DAY 1: Acquiring and cleaning data (Python)

Acquiring data from APIs

Often, we want to acquire data that is stored online. Online data sources are stored somewhere on a remote server — a remotely located computer that is optimized to process requests for information. Usually, we make requests using a browser, also known as a client, but we can also make requests programmatically. An Application Programming Interface (API) is the part of a remote server that receives requests and sends responses. When we make requests programmatically, the responses an API sends are typically data-based, often in some structured format like JSON or XML.

For the project we’ll pursue during DataFest, we’re going to access data stored on the Harvard Dataverse. A Dataverse is open source software for repositing research data. Once data is stored in a Dataverse, it can be accessed programmatically using the Dataverse API. We will use the R package dataverse as an interface for the Dataverse API.

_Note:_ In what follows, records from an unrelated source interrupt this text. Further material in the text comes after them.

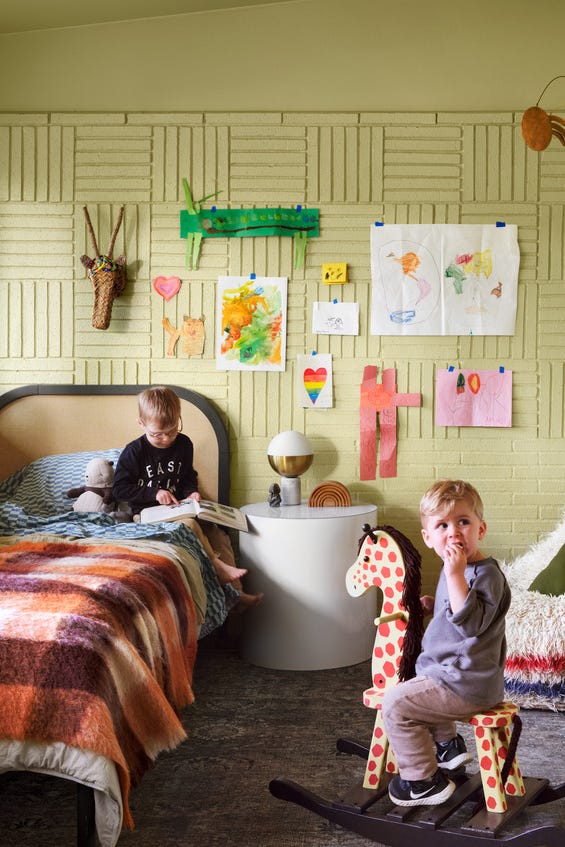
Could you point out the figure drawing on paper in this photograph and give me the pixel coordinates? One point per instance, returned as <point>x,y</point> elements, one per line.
<point>474,398</point>
<point>444,279</point>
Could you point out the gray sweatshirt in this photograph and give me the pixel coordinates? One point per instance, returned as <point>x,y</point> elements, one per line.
<point>467,650</point>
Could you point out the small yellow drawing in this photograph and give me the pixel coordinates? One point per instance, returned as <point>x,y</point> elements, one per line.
<point>334,272</point>
<point>192,334</point>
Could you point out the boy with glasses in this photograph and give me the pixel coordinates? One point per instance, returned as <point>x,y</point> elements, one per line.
<point>157,469</point>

Here are three COVID-19 datasets from the Harvard Dataverse:

US data on COVID-19 cases and deaths, daily at state-level or county-level: https://dataverse.harvard.edu/dataset.xhtml?persistentId=doi:10.7910/DVN/HIDLTK
US data on COVID-19 cases and deaths, daily at metropolitan-level: https://dataverse.harvard.edu/dataset.xhtml?persistentId=doi:10.7910/DVN/5B8YM8
World data on COVID-19 cases and deaths, daily at country-level: https://dataverse.harvard.edu/dataset.xhtml?persistentId=doi:10.7910/DVN/L20LOT

As an example of how to use the Dataverse API, we’re going to extract daily data on COVID-19 cases from the U.S. at the state-level (from dataset #1 above). These data span the period from January 21st 2020 until November 29th 2020 for each U.S. state (and the District of Columbia). If you wish, you may choose to use one of the other datasets for your project.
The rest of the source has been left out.